We are seeking a Data Engineer (Mid-Senior) to develop data pipelines, support our ML feature engineering workflows, and contribute to the ongoing evolution of our data platforms based on Iceberg, MinIO, and Trino and SQL databases. You will work closely with senior engineers, ML engineers, and data scientists to deliver reliable, well-tested data flows.
Responsibilities:
- Develop ETL/ELT pipelines using Apache Airflow, integrating SQL Server and other sources into PostgreSQL, ClickHouse, and Iceberg.
- Build and maintain ingestion scripts and feature extraction jobs using Python, pandas, Ray, and SQL.
- Maintain data assets stored in MinIO and queried via Trino.
- Contribute to the design and improvement of data warehouse domains and staging layers.
- Collaborate with ML engineers to prepare feature sets for ML models.
- Help maintain FastAPI-based ML model serving pipelines (I/O schemas, data validation, transformations).

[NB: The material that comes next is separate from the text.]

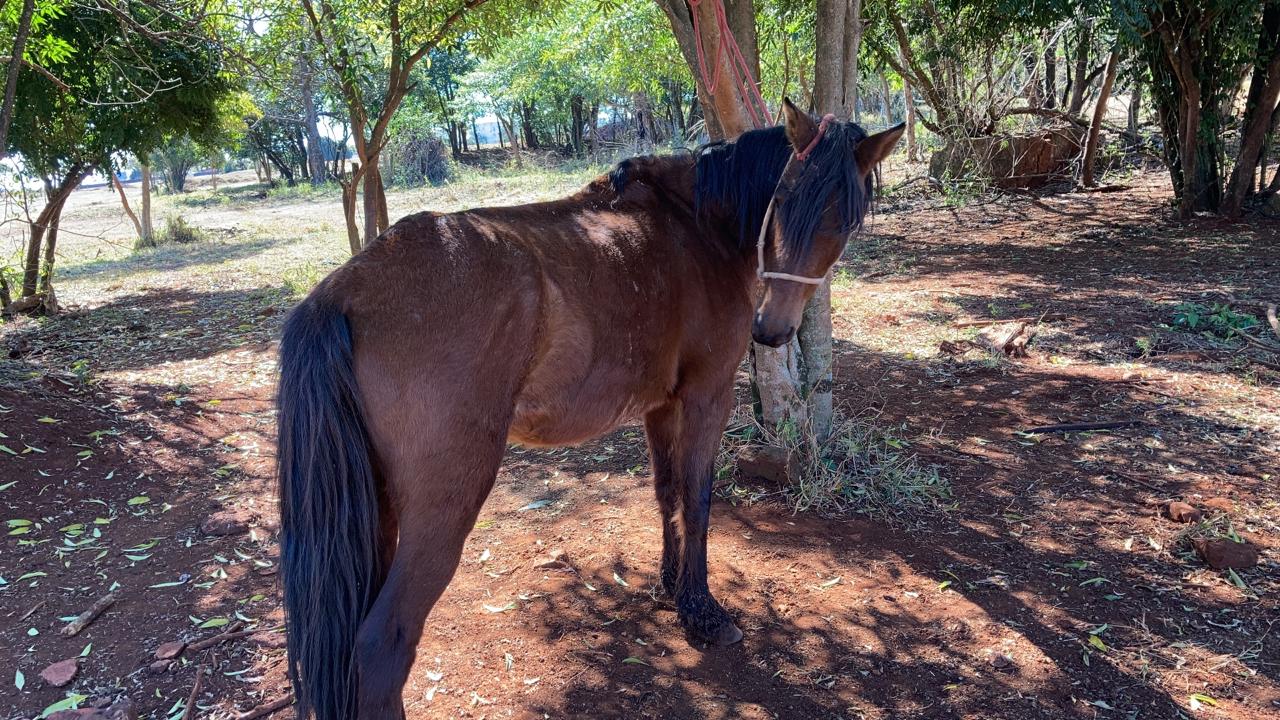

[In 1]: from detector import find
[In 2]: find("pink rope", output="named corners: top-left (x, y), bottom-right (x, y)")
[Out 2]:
top-left (689, 0), bottom-right (769, 128)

- Implement data quality tests, anomaly monitoring, and automated alerts.
- Contribute to DataHub lineage by annotating inlets/outlets in Airflow DAGs.
- Participate in code reviews, write documentation, and support platform reliability.
- Troubleshoot production issues related to data ingestion, storage, or compute.
Requirments:
- 3–5 years of experience in Data Engineering or related roles.
- Strong Python (pandas, some Ray or Spark experience a plus).
- Good SQL knowledge; ability to work with PostgreSQL and SQL Server.
- Experience working with Airflow DAGs (Docker setup is a plus).
- Experience working with Airflow DAGs (Docker setup is a plus).
- Understanding of object storage (S3/MinIO) and data lake concepts.
- Familiarity with data modeling, staging layers, and transformation patterns.
- Knowledge of Iceberg/Delta/Parquet-based workflows (nice to have).
- Bonus: Experience with FastAPI or ML feature engineering.
- Strong analytical mindset and willingness to learn distributed systems.